First-Grade Student's Gift of Plastic Bags Brings Texas Teacher to Tears
Katie Pearson has her work cut out for her, but that has never stopped the Fort Worth educator from bringing her contagious energy and passion to her first-grade classroom at Blue Haze Elementary School.
Now in her fourth year, Pearson admits that powering young brains can be a challenge. "It's almost overwhelming in a sense," she told NBCDFW. "Because you see where they're at, and almost you feel panicked because you have so much more to go."
A few weeks ago, Pearson took to Facebook to vent about the pressures of state testing, grade-level performance and academic data—and how one tiny gesture from a student helped put it all in perspective.
"Sometimes or most of the time, as a teacher you feel like the weight of the world is on your shoulders," the now-viral post begins. "You feel if not everyone of your kids leaves reading and writing on level...that you have done a disservice to them.
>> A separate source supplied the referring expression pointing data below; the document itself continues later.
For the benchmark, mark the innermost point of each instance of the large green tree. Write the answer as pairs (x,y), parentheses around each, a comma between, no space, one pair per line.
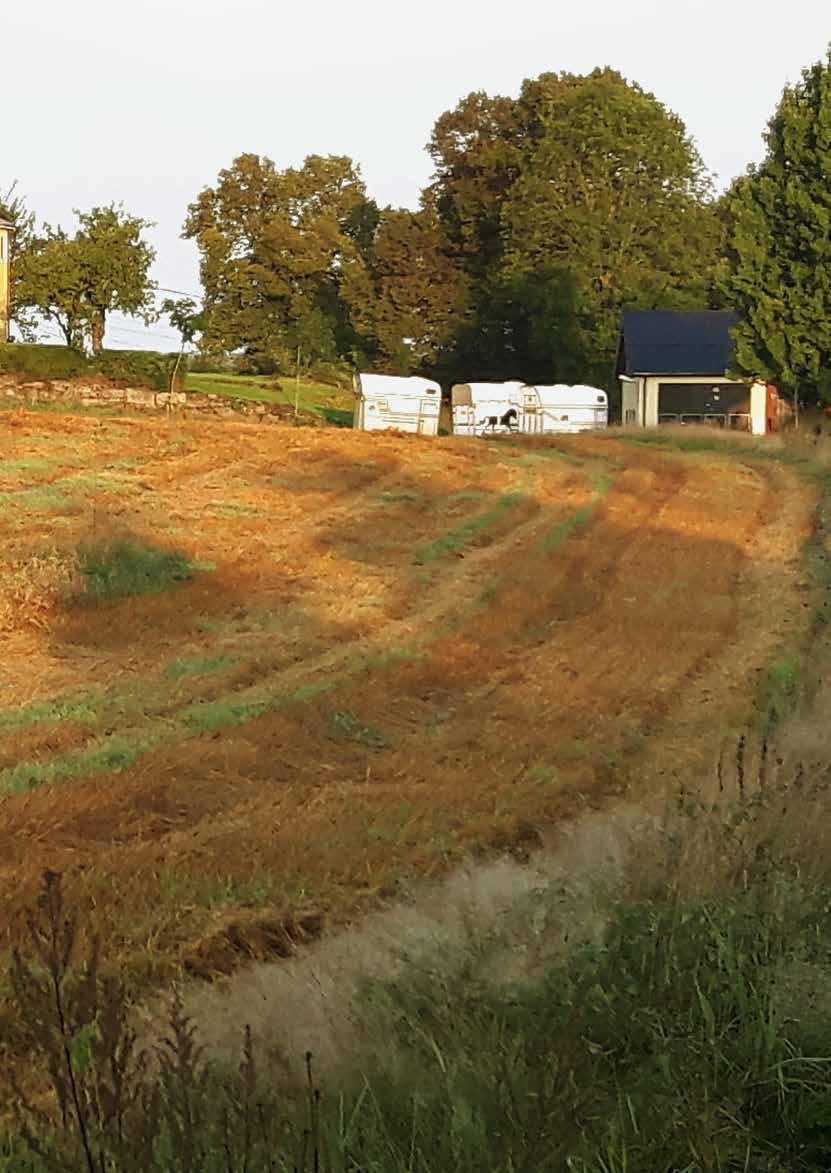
(777,271)
(580,198)
(276,250)
(613,194)
(410,298)
(75,280)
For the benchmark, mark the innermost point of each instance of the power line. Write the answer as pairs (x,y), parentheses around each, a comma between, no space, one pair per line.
(162,289)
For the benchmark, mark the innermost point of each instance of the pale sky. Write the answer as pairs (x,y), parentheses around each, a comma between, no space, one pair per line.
(143,101)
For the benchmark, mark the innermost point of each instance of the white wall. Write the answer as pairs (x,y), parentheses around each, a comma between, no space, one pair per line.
(643,393)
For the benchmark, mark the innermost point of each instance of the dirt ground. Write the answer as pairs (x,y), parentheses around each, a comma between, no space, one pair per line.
(397,653)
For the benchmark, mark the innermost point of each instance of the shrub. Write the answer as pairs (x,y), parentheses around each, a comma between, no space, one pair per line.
(142,368)
(42,361)
(116,568)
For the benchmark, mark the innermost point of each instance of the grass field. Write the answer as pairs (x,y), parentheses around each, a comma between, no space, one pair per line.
(333,404)
(255,683)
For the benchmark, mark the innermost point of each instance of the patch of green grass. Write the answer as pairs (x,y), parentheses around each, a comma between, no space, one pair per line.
(27,465)
(217,890)
(224,713)
(578,520)
(231,509)
(109,753)
(349,726)
(403,496)
(178,669)
(125,567)
(464,535)
(40,499)
(332,404)
(81,711)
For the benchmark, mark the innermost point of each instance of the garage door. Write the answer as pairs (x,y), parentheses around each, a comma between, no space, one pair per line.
(723,404)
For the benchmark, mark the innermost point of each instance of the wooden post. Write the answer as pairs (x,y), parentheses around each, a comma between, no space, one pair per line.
(297,382)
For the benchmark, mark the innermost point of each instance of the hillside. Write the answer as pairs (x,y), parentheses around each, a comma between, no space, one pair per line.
(371,656)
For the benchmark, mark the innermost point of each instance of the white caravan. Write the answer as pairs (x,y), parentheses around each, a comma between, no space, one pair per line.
(384,401)
(482,408)
(487,408)
(562,408)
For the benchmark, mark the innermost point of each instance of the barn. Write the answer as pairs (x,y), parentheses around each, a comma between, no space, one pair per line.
(673,368)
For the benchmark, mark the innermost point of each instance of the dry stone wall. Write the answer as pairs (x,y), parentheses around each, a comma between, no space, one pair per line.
(93,394)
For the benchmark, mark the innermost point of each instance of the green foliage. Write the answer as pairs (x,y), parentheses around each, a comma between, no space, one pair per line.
(455,540)
(411,297)
(142,368)
(76,280)
(178,669)
(352,729)
(688,1032)
(42,363)
(276,249)
(777,272)
(123,567)
(108,753)
(139,368)
(579,198)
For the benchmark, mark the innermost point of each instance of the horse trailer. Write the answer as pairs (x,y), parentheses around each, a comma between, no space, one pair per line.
(490,408)
(385,401)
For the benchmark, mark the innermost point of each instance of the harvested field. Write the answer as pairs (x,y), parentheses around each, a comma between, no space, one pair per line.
(391,652)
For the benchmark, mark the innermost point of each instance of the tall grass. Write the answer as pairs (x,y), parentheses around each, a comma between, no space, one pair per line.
(690,1030)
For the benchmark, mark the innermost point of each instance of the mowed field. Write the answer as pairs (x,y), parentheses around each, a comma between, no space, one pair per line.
(393,652)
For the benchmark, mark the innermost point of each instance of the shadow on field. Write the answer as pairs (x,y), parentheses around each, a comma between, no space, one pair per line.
(542,671)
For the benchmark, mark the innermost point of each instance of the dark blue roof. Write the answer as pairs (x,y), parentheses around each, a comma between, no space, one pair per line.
(668,341)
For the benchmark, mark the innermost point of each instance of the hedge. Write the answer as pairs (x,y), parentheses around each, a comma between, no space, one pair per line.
(42,361)
(139,368)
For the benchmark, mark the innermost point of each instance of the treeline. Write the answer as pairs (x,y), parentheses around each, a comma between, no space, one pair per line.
(547,215)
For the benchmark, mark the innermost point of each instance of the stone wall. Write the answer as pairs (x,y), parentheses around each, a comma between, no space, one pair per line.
(95,394)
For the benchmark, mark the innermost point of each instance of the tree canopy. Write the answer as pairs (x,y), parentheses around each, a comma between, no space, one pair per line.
(777,265)
(546,216)
(276,249)
(75,280)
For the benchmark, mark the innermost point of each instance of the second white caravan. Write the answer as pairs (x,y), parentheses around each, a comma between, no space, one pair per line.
(490,408)
(385,401)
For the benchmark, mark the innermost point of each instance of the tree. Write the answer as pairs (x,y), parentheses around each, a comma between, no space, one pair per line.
(410,297)
(76,280)
(48,280)
(563,207)
(777,270)
(115,268)
(612,194)
(475,149)
(276,249)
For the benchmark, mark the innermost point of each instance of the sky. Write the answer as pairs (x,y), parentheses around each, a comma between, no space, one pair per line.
(143,101)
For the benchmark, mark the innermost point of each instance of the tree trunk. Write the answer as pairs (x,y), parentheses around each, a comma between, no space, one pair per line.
(96,332)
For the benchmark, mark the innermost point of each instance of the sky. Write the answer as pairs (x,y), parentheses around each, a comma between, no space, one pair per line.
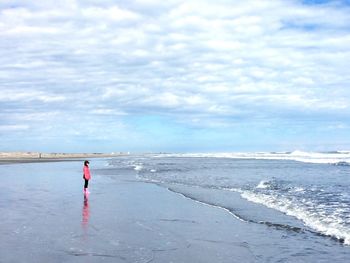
(174,76)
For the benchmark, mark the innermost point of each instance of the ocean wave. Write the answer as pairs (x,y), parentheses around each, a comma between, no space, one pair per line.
(334,157)
(326,225)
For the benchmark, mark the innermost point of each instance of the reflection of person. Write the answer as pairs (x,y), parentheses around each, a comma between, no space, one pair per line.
(86,176)
(86,212)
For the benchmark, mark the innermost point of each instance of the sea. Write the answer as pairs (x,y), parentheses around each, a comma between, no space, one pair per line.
(302,194)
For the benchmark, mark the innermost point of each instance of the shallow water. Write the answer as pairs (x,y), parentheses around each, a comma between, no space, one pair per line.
(205,210)
(305,201)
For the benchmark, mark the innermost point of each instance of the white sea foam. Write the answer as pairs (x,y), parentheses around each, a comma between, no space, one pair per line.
(263,185)
(138,167)
(337,157)
(330,225)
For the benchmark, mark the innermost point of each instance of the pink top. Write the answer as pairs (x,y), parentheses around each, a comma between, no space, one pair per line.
(86,171)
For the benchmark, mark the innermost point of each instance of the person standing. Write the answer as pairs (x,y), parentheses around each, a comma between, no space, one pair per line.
(86,176)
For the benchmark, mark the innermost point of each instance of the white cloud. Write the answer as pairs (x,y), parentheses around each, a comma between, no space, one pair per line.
(222,59)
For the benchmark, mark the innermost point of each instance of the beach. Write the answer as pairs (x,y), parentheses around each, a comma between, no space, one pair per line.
(45,218)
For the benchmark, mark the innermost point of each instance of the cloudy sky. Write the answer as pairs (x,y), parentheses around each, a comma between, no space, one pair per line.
(175,76)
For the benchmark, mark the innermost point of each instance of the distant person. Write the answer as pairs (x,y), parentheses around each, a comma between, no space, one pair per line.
(86,176)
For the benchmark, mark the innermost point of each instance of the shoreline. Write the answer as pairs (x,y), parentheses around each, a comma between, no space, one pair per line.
(34,157)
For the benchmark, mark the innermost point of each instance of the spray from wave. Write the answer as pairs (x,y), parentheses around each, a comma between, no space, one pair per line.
(335,157)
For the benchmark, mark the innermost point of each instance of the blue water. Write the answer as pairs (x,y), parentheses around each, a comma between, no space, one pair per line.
(302,198)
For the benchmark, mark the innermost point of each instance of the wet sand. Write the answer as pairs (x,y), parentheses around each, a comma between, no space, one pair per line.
(45,218)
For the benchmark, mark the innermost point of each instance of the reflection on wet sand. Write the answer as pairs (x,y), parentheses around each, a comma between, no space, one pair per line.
(86,213)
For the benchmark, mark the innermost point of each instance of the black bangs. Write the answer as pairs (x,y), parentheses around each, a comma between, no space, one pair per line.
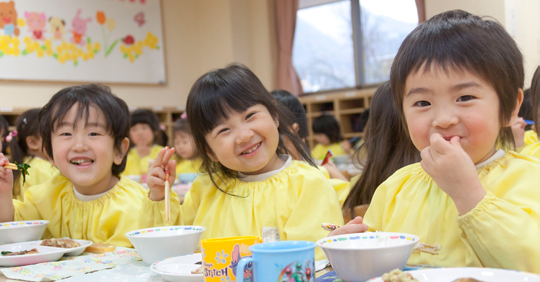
(217,99)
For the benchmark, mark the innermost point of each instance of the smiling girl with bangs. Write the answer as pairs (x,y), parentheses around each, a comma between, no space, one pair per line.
(251,185)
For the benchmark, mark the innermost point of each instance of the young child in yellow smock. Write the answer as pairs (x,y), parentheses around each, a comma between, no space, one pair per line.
(457,80)
(188,161)
(142,134)
(84,131)
(328,136)
(26,147)
(532,147)
(251,185)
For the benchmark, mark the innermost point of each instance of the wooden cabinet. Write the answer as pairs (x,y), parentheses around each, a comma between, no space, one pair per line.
(345,106)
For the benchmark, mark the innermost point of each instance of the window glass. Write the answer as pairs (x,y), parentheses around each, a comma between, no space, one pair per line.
(323,49)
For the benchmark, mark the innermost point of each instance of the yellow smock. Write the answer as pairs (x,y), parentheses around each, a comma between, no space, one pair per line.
(296,201)
(532,150)
(530,137)
(188,166)
(319,152)
(137,165)
(103,220)
(500,232)
(39,172)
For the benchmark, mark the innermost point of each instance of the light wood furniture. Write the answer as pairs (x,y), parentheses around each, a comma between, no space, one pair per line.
(345,106)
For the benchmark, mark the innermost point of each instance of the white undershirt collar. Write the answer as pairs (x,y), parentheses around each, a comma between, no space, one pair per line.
(499,154)
(263,176)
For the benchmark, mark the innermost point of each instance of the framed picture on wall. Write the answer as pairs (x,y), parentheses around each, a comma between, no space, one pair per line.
(105,41)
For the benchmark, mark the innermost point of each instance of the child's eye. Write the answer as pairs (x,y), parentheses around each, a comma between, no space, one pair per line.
(465,98)
(422,104)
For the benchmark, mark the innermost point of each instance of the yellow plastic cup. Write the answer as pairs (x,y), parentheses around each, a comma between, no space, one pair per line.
(221,256)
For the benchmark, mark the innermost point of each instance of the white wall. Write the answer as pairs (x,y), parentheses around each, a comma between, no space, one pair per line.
(519,17)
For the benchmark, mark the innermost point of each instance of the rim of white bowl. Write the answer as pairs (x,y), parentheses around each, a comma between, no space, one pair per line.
(371,236)
(22,224)
(134,233)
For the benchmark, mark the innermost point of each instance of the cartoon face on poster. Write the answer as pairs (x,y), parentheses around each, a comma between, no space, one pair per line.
(78,40)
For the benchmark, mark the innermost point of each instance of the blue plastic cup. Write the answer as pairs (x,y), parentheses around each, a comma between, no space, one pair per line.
(279,261)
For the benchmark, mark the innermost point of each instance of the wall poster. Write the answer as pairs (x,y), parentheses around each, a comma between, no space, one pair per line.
(82,40)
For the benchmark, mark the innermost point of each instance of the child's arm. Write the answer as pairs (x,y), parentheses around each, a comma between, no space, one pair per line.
(155,178)
(453,171)
(6,186)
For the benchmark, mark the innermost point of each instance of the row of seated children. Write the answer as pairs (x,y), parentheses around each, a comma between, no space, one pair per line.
(479,203)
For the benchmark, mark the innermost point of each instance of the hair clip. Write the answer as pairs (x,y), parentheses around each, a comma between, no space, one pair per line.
(11,135)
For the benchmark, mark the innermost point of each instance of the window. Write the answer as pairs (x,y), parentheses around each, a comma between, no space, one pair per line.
(349,43)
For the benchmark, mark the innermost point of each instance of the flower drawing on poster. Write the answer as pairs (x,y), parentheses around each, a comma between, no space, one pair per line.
(73,38)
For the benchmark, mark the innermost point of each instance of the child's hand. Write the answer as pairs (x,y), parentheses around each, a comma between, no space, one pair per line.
(518,130)
(453,171)
(6,177)
(155,178)
(353,226)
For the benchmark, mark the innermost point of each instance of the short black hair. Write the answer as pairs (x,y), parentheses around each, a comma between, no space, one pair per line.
(114,109)
(458,40)
(145,117)
(327,124)
(292,103)
(218,94)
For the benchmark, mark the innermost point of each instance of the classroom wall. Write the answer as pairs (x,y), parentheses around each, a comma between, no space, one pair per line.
(198,36)
(519,17)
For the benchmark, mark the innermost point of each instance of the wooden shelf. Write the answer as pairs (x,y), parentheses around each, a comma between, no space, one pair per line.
(345,106)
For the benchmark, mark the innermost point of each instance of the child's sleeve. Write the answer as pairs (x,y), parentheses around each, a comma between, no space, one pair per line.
(316,203)
(503,229)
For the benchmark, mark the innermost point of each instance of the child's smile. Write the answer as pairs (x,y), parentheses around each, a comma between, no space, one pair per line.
(246,142)
(452,103)
(84,151)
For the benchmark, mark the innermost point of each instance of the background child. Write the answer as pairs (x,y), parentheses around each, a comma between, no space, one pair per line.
(533,149)
(386,148)
(252,187)
(84,131)
(189,163)
(143,133)
(26,147)
(328,136)
(4,130)
(457,82)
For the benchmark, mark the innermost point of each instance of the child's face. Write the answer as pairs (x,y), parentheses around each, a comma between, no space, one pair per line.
(141,134)
(322,139)
(85,154)
(246,141)
(183,145)
(453,103)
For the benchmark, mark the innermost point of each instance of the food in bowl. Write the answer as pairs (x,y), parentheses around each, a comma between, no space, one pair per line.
(397,275)
(362,256)
(20,253)
(158,243)
(60,243)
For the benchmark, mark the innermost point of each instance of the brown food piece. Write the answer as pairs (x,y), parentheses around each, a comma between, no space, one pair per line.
(60,243)
(199,270)
(25,252)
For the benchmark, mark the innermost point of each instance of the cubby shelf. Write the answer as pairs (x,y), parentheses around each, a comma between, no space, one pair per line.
(345,106)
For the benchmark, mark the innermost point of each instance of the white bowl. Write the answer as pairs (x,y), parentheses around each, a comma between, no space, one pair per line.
(22,231)
(359,257)
(158,243)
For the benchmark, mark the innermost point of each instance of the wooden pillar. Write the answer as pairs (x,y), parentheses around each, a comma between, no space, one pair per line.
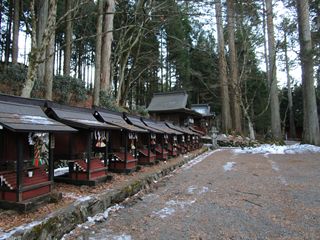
(19,167)
(125,134)
(89,146)
(149,144)
(50,160)
(106,150)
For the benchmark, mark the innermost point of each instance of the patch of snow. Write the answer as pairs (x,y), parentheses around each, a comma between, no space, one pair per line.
(100,217)
(283,180)
(181,204)
(274,149)
(103,216)
(21,228)
(122,237)
(199,159)
(83,199)
(204,190)
(72,195)
(192,190)
(228,166)
(165,212)
(275,166)
(61,171)
(169,210)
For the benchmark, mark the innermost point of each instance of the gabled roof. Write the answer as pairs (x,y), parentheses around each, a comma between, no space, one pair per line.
(25,118)
(136,121)
(180,129)
(203,109)
(22,100)
(196,131)
(76,117)
(168,101)
(115,118)
(160,126)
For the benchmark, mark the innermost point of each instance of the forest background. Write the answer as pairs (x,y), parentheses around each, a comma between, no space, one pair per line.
(116,54)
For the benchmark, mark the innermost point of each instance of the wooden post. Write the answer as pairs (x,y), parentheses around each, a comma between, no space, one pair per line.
(19,167)
(126,135)
(106,150)
(89,146)
(50,160)
(149,144)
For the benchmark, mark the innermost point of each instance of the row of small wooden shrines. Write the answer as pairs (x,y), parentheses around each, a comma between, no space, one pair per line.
(37,135)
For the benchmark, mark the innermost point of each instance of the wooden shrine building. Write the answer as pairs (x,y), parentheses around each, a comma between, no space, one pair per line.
(185,143)
(124,141)
(173,107)
(27,139)
(161,139)
(147,143)
(86,151)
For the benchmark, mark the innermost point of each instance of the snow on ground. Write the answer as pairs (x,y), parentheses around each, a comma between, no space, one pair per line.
(165,212)
(199,159)
(103,216)
(170,209)
(18,229)
(196,190)
(99,218)
(228,166)
(274,149)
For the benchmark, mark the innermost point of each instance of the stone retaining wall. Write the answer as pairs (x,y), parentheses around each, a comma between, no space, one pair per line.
(63,221)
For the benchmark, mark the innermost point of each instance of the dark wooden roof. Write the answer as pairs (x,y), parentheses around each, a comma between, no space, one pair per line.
(180,129)
(25,118)
(196,131)
(22,100)
(136,121)
(115,118)
(76,117)
(168,101)
(171,102)
(160,126)
(203,109)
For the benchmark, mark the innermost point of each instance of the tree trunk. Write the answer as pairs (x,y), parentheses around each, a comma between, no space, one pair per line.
(68,39)
(107,46)
(38,50)
(225,111)
(236,109)
(96,91)
(16,25)
(33,63)
(290,102)
(1,45)
(8,36)
(311,132)
(274,99)
(42,21)
(49,64)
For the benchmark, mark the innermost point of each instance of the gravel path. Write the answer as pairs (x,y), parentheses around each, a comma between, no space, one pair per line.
(225,196)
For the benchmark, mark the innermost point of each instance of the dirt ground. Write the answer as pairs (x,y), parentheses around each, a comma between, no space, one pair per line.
(225,196)
(9,219)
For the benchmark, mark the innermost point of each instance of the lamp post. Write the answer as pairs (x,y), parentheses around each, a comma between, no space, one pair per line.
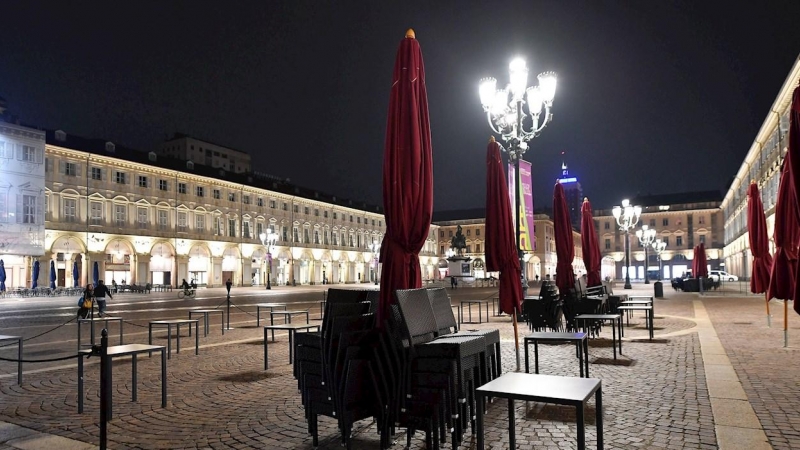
(627,217)
(375,248)
(268,240)
(646,237)
(659,247)
(507,117)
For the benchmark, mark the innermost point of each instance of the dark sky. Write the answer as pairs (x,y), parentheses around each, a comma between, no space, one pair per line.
(653,97)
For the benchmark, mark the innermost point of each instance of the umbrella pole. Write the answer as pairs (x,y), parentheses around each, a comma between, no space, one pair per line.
(516,338)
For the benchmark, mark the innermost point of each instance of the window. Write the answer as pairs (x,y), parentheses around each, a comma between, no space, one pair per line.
(70,209)
(96,213)
(141,218)
(163,220)
(232,227)
(182,223)
(119,215)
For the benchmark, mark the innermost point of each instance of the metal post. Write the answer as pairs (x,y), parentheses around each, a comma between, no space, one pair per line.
(105,389)
(627,260)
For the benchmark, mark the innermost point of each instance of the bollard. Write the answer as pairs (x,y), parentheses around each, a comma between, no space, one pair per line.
(105,389)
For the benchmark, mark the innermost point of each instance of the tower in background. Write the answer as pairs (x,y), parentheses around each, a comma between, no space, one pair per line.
(574,194)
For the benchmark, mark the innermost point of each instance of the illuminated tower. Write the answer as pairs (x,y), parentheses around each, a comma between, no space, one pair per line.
(574,194)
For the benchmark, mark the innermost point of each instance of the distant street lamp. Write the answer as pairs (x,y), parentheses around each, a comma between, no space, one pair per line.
(646,237)
(268,240)
(659,247)
(508,118)
(627,217)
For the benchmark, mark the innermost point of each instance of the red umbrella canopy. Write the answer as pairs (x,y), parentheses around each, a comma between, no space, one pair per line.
(782,275)
(590,246)
(565,246)
(501,245)
(759,241)
(407,175)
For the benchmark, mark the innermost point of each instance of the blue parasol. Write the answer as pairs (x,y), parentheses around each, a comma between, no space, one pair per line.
(75,274)
(96,273)
(2,276)
(52,274)
(35,278)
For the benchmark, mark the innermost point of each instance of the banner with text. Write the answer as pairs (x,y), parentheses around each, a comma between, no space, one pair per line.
(528,243)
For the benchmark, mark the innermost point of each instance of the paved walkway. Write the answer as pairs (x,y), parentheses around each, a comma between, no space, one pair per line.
(715,377)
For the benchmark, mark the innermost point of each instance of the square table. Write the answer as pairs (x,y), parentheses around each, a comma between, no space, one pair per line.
(648,311)
(177,323)
(568,391)
(125,350)
(19,353)
(91,322)
(205,313)
(616,321)
(292,329)
(270,306)
(580,340)
(469,304)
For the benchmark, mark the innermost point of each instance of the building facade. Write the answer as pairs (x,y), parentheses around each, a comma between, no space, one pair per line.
(146,218)
(762,165)
(682,221)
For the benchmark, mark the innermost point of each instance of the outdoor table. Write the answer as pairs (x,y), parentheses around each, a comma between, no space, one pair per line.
(91,321)
(616,321)
(580,340)
(4,338)
(287,317)
(177,323)
(271,307)
(292,329)
(648,311)
(469,304)
(125,350)
(568,391)
(205,313)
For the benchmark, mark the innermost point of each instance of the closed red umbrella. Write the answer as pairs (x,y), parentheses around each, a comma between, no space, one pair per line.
(407,175)
(759,244)
(501,243)
(590,246)
(565,246)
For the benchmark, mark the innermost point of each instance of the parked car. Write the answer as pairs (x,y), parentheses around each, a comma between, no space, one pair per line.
(721,275)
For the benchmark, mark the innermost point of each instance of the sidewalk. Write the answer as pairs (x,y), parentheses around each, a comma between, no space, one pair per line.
(713,377)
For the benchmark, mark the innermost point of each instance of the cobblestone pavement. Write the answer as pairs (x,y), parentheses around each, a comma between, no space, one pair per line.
(655,394)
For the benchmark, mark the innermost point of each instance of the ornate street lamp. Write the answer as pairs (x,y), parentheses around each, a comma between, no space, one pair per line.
(627,217)
(659,247)
(268,240)
(646,237)
(506,112)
You feel like you not only failed your students, but the parents, the next teachers, the administrators, etc."
"But today," she continues, "reality hit me at the end of the day straight in the face. Reality hit me by a six-year-old holding a box of ziplocs [sic]."
The box of sandwich bags came from a student named Jasmine, NBCDFW reports.
"I gave her bags because she said she needed bags for lunch, and I didn't want her lunch to be all together," the little girl told the local news station.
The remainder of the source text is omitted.